Dans «Featuring», on se demande bien qui invite qui ou qui regarde qui. L’exposition évite soigneusement toute forme de citation ou toute coïncidence trop évidente. Les Jeunes respirent le même air que les Anciens et inversement, sans virer dans la tentation de la même communauté de style.
Mais si les oeuvres ne se répondent pas, elles traversent par contre les mêmes thèmes: face à l’Abécédaire aléatoire de Man Ray, Matthew Smith dresse un mur d’équerres griffées d’une tache de peinture. Tous les deux parlent de mise en abîme de l’art, l’un en s’amusant de la contrainte de la lettre pour singer des attitudes artistiques, l’autre en retoquant avec le pinceau du «maître» un matériau du rayon bricolage.
La posture iconoclaste que magnifiait les interventions de Marcel Duchamp n’est jamais très loin. Les équerres de Matthew Smith en témoignent, tout comme les pages de publicité Chanel que Ryan Gander dissimule en partie derrière un rectangle noir.

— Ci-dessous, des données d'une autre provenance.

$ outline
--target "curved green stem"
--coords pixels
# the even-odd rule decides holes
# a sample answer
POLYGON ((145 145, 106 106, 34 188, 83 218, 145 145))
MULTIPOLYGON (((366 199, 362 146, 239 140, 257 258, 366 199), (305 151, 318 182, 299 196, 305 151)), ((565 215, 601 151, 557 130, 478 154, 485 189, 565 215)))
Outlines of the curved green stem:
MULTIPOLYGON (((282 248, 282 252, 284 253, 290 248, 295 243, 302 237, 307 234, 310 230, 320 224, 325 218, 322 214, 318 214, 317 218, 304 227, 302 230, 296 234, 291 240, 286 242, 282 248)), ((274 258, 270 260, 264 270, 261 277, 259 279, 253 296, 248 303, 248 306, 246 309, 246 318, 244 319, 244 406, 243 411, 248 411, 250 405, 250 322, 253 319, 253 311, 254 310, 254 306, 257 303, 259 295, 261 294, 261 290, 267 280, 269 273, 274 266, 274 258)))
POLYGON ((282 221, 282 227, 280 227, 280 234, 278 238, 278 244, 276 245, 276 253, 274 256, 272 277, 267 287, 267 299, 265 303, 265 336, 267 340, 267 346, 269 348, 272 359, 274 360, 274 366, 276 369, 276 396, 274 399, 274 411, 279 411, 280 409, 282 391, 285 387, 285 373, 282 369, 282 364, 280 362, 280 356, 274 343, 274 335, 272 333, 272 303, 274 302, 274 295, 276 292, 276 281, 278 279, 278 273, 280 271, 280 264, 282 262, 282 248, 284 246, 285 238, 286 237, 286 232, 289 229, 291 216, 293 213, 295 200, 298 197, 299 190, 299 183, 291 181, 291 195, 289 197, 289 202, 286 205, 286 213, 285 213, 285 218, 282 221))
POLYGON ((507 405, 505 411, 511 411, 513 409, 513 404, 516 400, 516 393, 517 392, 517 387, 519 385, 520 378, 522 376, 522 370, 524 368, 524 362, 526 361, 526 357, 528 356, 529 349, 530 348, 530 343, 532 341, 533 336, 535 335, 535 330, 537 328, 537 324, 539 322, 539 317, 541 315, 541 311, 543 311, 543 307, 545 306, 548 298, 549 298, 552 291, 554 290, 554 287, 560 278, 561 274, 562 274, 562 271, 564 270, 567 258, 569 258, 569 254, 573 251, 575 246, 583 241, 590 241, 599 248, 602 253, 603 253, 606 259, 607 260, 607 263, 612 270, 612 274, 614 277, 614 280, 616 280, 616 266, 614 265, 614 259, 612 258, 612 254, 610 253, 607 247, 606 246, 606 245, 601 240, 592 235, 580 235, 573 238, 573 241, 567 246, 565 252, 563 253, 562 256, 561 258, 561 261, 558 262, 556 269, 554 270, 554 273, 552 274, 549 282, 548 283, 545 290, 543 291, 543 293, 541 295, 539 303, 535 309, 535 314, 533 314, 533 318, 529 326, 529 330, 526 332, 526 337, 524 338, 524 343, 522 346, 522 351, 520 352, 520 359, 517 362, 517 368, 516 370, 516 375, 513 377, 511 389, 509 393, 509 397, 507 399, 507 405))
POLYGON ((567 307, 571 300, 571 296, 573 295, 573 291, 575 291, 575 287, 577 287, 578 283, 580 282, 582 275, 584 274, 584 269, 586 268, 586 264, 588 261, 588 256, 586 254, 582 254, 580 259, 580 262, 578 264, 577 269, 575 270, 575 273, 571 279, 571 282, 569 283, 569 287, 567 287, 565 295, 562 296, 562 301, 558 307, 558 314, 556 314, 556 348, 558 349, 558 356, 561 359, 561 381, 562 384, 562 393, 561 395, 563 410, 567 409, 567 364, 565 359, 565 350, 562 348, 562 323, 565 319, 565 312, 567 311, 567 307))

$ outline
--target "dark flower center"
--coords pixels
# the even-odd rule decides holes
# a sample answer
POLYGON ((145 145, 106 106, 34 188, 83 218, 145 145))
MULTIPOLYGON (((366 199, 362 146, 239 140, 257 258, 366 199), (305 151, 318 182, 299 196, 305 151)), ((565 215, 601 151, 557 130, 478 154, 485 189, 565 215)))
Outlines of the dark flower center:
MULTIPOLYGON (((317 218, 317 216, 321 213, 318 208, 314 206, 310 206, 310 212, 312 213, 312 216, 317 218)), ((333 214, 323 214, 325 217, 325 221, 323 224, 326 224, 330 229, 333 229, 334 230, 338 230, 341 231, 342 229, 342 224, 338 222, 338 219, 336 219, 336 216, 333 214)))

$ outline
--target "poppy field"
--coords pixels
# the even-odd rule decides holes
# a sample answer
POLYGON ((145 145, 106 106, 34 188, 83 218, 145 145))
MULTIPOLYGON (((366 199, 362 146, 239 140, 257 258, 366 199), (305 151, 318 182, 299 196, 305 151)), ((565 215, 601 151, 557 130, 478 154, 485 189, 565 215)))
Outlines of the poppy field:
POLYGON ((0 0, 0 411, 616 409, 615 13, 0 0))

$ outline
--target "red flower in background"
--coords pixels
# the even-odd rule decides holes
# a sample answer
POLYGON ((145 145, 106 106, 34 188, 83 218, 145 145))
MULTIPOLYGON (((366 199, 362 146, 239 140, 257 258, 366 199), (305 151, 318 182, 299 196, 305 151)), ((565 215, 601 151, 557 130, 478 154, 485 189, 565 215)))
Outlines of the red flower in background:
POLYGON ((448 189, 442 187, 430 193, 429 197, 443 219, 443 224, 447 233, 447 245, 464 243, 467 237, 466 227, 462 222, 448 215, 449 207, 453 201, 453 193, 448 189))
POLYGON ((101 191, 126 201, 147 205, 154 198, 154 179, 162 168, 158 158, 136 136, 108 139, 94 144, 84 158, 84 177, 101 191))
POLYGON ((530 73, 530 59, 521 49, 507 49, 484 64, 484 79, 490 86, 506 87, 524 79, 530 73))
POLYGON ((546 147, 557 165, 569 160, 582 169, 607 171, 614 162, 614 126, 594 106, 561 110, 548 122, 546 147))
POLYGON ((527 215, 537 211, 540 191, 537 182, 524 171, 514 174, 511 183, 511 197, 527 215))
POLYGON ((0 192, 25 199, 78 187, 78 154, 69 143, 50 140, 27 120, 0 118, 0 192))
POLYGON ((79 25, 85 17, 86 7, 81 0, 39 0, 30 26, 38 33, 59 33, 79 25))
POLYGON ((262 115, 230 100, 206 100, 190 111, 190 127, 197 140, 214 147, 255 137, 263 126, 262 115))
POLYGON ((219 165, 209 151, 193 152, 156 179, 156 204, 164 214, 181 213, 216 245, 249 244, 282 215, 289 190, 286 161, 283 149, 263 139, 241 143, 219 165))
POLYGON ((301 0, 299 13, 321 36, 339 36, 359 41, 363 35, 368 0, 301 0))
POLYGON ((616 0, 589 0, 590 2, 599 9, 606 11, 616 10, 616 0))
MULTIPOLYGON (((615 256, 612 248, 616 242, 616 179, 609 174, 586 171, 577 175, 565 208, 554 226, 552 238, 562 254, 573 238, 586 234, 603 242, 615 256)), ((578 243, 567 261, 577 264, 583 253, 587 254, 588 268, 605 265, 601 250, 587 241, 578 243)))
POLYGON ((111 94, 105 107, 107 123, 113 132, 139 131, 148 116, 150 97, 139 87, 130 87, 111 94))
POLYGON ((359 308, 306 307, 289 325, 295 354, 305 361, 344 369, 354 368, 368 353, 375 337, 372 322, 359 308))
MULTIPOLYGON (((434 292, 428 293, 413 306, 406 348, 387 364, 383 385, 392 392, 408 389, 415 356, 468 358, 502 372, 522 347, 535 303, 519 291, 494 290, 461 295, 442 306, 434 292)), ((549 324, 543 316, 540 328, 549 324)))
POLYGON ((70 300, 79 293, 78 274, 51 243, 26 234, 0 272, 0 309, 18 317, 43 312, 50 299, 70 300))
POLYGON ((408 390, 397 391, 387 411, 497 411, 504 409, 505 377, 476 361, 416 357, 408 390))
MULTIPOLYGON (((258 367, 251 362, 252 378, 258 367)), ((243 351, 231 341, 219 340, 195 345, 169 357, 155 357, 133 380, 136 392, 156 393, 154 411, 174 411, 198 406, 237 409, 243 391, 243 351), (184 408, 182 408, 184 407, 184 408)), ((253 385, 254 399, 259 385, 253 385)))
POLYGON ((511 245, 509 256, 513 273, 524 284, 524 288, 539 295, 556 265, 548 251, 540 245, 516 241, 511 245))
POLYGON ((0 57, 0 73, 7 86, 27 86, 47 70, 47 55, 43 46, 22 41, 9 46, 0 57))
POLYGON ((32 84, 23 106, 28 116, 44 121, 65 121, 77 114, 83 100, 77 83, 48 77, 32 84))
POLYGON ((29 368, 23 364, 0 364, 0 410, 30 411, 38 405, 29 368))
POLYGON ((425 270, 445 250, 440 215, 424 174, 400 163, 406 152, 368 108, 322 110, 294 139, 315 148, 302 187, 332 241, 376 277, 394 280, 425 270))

Se réapproprier les outils de l’artisan pour le premier (avec, en biais, la question de la dichotomie artiste-artisan et celle de la reproductibilité technique de l’art), ou, pour le deuxième, les signes de la consommation élitiste érigée en symbole de masse: dans les deux cas, l’œuvre reprend la main, provoque la dissidence plutôt que de subir sa mise au banc. Et elle le fait avec humour.
Le corps est une autre occasion d’amorcer le dialogue entre les générations. La sculpture de Mathieu Mercier, ce petit homme noir aux traits particulièrement typés et aux mains déformées, fait face aux personnages pseudo néo-classique de Francis Picabia, à une jeune fille désarticulée de Hans Bellmer et au couple photographié d’Amax, deux danseurs dans une position malicieusement érotique.

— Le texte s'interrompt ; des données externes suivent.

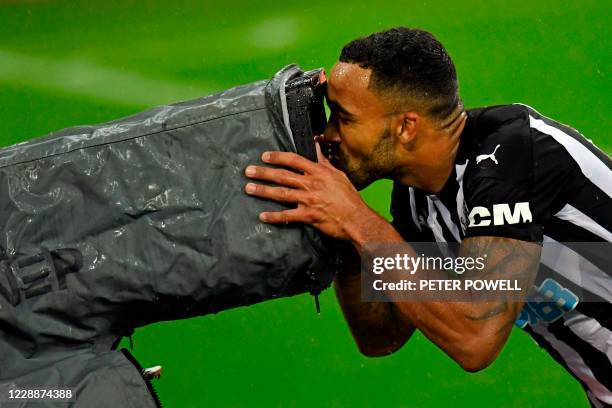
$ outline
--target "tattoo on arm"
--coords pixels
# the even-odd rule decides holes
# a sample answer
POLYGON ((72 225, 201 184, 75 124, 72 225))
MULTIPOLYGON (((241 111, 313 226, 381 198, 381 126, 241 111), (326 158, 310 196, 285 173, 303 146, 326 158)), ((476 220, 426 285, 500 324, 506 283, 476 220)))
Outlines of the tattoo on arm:
MULTIPOLYGON (((502 237, 474 237, 468 238, 461 246, 461 255, 469 257, 487 257, 487 268, 479 272, 475 279, 512 279, 516 280, 522 288, 523 298, 529 290, 540 260, 540 246, 532 242, 525 242, 502 237)), ((511 295, 510 295, 511 296, 511 295)), ((498 333, 506 332, 520 312, 523 302, 519 299, 508 299, 508 297, 487 302, 490 307, 478 311, 464 313, 471 321, 486 321, 506 314, 508 318, 504 321, 498 333)))

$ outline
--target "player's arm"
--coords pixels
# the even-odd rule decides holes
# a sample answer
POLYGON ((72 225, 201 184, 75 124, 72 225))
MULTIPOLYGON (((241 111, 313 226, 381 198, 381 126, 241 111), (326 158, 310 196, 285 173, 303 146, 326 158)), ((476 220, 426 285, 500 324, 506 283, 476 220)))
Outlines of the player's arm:
MULTIPOLYGON (((367 243, 405 243, 391 224, 363 202, 346 175, 335 169, 321 155, 320 149, 318 153, 319 163, 286 152, 269 152, 262 156, 264 162, 290 168, 293 172, 261 166, 246 169, 248 177, 277 185, 249 183, 245 187, 248 194, 297 204, 289 210, 262 213, 262 221, 310 224, 329 236, 350 240, 358 250, 364 250, 367 243)), ((490 188, 483 191, 491 193, 490 188)), ((410 247, 406 248, 410 252, 410 247)), ((495 261, 487 262, 489 266, 484 273, 489 279, 513 276, 524 285, 522 287, 530 286, 539 259, 538 244, 486 236, 467 238, 462 244, 464 254, 475 256, 486 250, 492 251, 488 256, 495 261), (491 247, 493 243, 496 243, 495 248, 491 247)), ((412 325, 463 368, 475 371, 488 365, 499 353, 522 307, 520 303, 505 301, 362 305, 356 286, 358 279, 343 280, 340 276, 336 289, 357 343, 362 351, 371 355, 385 354, 401 346, 408 339, 412 325)))
POLYGON ((336 296, 359 351, 370 357, 399 350, 414 332, 392 302, 365 302, 361 296, 361 260, 347 245, 343 268, 334 281, 336 296))
MULTIPOLYGON (((367 235, 356 237, 355 244, 364 248, 367 242, 403 243, 389 224, 379 225, 367 235)), ((408 245, 404 247, 407 252, 411 250, 408 245)), ((486 236, 467 238, 461 245, 460 256, 476 258, 485 254, 487 266, 478 279, 515 279, 519 287, 531 287, 540 258, 538 244, 486 236)), ((414 252, 409 255, 416 256, 414 252)), ((356 275, 339 277, 335 288, 355 340, 365 354, 383 355, 395 351, 416 327, 468 371, 480 370, 495 359, 523 306, 522 302, 510 300, 361 302, 356 275), (381 325, 385 325, 386 331, 381 325), (384 340, 375 338, 384 335, 384 340)))

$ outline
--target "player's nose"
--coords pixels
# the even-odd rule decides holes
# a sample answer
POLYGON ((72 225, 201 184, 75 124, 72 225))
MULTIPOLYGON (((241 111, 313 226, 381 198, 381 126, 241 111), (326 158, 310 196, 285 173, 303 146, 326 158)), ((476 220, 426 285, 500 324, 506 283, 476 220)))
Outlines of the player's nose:
POLYGON ((323 133, 323 139, 328 143, 340 143, 342 138, 340 137, 340 133, 334 126, 333 121, 328 121, 327 126, 325 126, 325 132, 323 133))

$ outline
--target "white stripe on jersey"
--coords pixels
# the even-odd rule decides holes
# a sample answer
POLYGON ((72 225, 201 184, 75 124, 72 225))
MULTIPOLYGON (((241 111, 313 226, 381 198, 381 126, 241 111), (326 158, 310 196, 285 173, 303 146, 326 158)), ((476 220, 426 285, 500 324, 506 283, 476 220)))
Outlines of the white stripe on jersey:
POLYGON ((546 235, 540 262, 576 285, 612 302, 610 276, 571 248, 546 235), (546 245, 551 242, 557 245, 546 245))
MULTIPOLYGON (((465 235, 465 229, 467 227, 467 219, 465 214, 465 196, 463 195, 463 174, 465 173, 465 168, 467 167, 470 161, 466 160, 464 164, 455 164, 455 172, 457 173, 457 184, 459 184, 459 189, 457 190, 457 215, 459 216, 459 223, 461 224, 461 231, 465 235)), ((461 240, 457 240, 461 242, 461 240)))
POLYGON ((580 378, 585 384, 589 386, 593 394, 601 401, 612 404, 612 392, 606 388, 602 383, 595 379, 593 371, 586 365, 580 354, 578 354, 573 348, 565 344, 564 342, 557 339, 551 332, 548 331, 545 325, 536 324, 532 326, 533 331, 544 337, 550 345, 561 354, 561 357, 565 361, 565 364, 576 377, 580 378))
POLYGON ((612 363, 612 332, 576 309, 564 316, 565 325, 582 340, 608 356, 612 363))
POLYGON ((430 198, 431 198, 431 201, 433 201, 435 206, 438 208, 438 211, 440 211, 440 214, 442 214, 442 219, 444 220, 444 223, 446 224, 446 227, 448 228, 448 230, 451 232, 451 234, 453 234, 453 238, 455 238, 457 242, 461 242, 461 235, 459 235, 459 228, 457 228, 457 225, 455 225, 455 223, 453 222, 450 212, 448 212, 448 208, 446 208, 444 203, 440 201, 438 197, 430 196, 430 198))
POLYGON ((578 163, 582 173, 608 197, 612 197, 612 171, 582 143, 556 127, 550 126, 541 119, 529 115, 529 125, 552 136, 578 163))
POLYGON ((444 238, 444 232, 442 231, 442 227, 438 224, 438 219, 436 217, 437 212, 434 208, 433 201, 431 198, 427 197, 427 225, 434 233, 434 237, 436 238, 436 242, 446 242, 446 238, 444 238))
POLYGON ((569 204, 566 204, 558 213, 556 213, 555 217, 569 221, 574 225, 602 237, 608 242, 612 242, 612 232, 608 231, 600 224, 596 223, 591 217, 569 204))
POLYGON ((408 189, 410 191, 410 212, 412 213, 412 221, 414 221, 414 225, 422 231, 421 222, 419 221, 417 209, 416 209, 416 201, 414 199, 414 188, 410 187, 408 189))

La nature seule n’a pas le monopole des corps, la culture lui a aussi imprimé des codes de conduite et des manières d’être perçues. Les mains géantes de l’homme noir le réduisent paradoxalement au génie de la production dont, à coup sûr, il ne pourra tirer profit. Les corps féminins de Picabia et Bellmer, par trop idéalisées, finissent par ressembler à de vulgaires machines à fantasmes. Et l’érotisme d’Amax glisse délicatement derrière l’image d’une posture chorégraphiée anodine.
C’est encore un peu plus loin, chez Denise Colomb, l’image vacillante du colonialisme que l’on suggère, dans une photographie mettant en scène la statuette d’un «gentilhomme» blanc en admiration, rapprochée sommairement d’un cliché d’une femme noire posant en trois-quarts.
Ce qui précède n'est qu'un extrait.